Peterson’s grooming by state broadcasters began in 2004 when TV Ontario produced a 13-part series based on Map of Meaning. Viewers tuned-out in droves. Following his UN gig in 2012-13, Peterson began uploading his lectures onto YouTube; attracting scant attention. Then a miracle…

On September 27, 2016 Jordan posted the video: “Professor against political correctness.” Within 24 hours, Canada’s main newspaper chain’s flagship, National Post, ran an article plugging the video. Two days later “As it Happens” – Canadian Broadcasting Corporation’s weekday evening radio show (1.6 million weekly listeners) – interviewed Peterson, again plugging the video. CBC re-ran this show online titled “I’m not a bigot” accompanied by a flattering photo of Peterson. 

While billed as a populist Internet sensation, Peterson is, in fact, a mainstream media balloon. Even his Internet success was amped.  In December 2016 Peterson began podcasting. Weeks later he hired a team to record his class-room lectures. These were edited and disbursed across the web. Then YouTube’s gnomes went to work. Peterson’s mug-shot became ubiquitous in YouTube’s spontaneous suggestion columns. Persons not remotely interested in Peterson were persistently shunted to an array of cookie-cutter YouTube sites that exist solely to publicise chosen e-celebs. Comments sections of Peterson’s scatterbrained lecture videos contain numerous complaints of “click-bait.”

It would be interesting to know if the Canadian LSAT was also an IQ proxy, as this would prove that Peterson has been exaggerating his IQ. There are already some anomalies in his self-description of it; the fact that such an ambitious individual first attended a regional college also tends to suggest that his test scores were less than superlative.

You can see exactly how trivial a figure Jordan Peterson was prior to October 2016 from this Google Trends comparison from 2011 through the end of September 2016. Keep in mind that this chart begins more than 7 years after a 13-part televised series dedicated to Peterson’s first book.

UPDATE: If it is true that Peterson applied to law school but did not get in, then he is lying about his supposedly high level of intelligence. From the Canadian Mensa site concerning prior evidence it accepts of a 98th percentile IQ.

LSAT Prior to 1982: 662. Effective 1982 (total percentile rank): 95. The average LSAT accepted by the University of Alberta Faculty of Law is the 90th percentile. In current terms, the 90th percentile is a score of 164, which equates to an estimated IQ of 124. That is the ceiling on Jordan Peterson’s IQ.

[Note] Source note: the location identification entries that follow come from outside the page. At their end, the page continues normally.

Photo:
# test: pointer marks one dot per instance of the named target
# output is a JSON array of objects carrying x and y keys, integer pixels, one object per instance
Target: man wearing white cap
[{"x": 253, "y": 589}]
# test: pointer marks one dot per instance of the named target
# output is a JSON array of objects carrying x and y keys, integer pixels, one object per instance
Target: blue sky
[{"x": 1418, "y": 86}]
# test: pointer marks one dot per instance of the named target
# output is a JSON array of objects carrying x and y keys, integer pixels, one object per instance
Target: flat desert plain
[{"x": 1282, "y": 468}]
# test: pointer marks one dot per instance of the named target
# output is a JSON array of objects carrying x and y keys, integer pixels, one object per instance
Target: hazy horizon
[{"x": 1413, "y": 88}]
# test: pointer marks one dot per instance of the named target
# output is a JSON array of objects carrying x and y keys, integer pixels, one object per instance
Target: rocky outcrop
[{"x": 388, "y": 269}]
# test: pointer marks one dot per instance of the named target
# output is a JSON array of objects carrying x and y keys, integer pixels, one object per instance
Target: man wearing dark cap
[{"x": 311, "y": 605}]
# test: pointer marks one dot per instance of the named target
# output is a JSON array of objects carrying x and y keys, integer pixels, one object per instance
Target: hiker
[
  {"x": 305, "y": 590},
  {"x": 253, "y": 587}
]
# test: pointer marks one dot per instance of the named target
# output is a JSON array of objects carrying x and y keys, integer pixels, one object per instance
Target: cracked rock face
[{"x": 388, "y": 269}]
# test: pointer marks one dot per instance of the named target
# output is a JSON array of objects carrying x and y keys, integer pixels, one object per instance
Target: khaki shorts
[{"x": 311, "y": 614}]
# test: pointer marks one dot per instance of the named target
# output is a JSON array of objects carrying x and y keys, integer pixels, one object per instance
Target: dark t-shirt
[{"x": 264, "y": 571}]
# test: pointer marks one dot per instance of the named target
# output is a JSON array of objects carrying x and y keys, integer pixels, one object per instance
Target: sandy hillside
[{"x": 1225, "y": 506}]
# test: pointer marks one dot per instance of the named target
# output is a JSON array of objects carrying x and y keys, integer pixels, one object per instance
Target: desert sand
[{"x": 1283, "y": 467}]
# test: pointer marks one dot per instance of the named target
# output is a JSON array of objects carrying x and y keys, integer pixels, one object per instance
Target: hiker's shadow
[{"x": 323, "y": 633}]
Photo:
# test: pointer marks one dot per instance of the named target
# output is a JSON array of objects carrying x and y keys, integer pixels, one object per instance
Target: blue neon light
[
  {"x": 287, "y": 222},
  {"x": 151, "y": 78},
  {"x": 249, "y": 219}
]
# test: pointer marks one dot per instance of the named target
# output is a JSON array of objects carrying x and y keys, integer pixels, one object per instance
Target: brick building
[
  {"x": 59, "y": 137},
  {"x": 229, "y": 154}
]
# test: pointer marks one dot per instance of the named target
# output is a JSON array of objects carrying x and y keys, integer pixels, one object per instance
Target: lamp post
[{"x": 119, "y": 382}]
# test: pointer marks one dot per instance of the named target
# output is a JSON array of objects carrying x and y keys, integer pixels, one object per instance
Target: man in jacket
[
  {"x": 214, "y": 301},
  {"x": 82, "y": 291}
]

UPDATE: Jordan Peterson’s IQ claim:

I don’t know what my IQ is. I had it tested at one point. It’s in excess of a hundred and fifty but I don’t know exactly where it lands now…. I’m not overwhelmingly intelligent from a quantitative perspective, you know. I think my GRE scores for on the quantitative end of things for about 70-75th percentile which isn’t too bad given that you know you’re competing against other people who are going into graduate school, but there’s a big
difference between 75th percentile and 99th percentile, and I think that’s where
it was verbally, something like that.

Now remember, Jordan Peterson is a habitual liar. Also note that if we put together the 75th percentile and 99th percentile on the GRE that he claims would indicate that he is at the 87th percentile combined. We can see that Mensa equates the 95th percentile on the GRE with the 98th IQ percentile, so adjusting for the difference in populations would move him up to the 90th percentile, or an IQ of 120, which fits right beneath his estimated IQ ceiling of 124.

UPDATE: Boom. Got him. I cannot believe I missed this! From Maps of Meaning.

I wanted to become a corporate lawyer—had written the Law School Admissions Test, had taken two years of appropriate preliminary courses. I wanted to learn the ways of my enemies, and embark on a political career. This plan disintegrated. The world obviously did not need another lawyer, and I no longer believed that I knew enough to masquerade as a leader.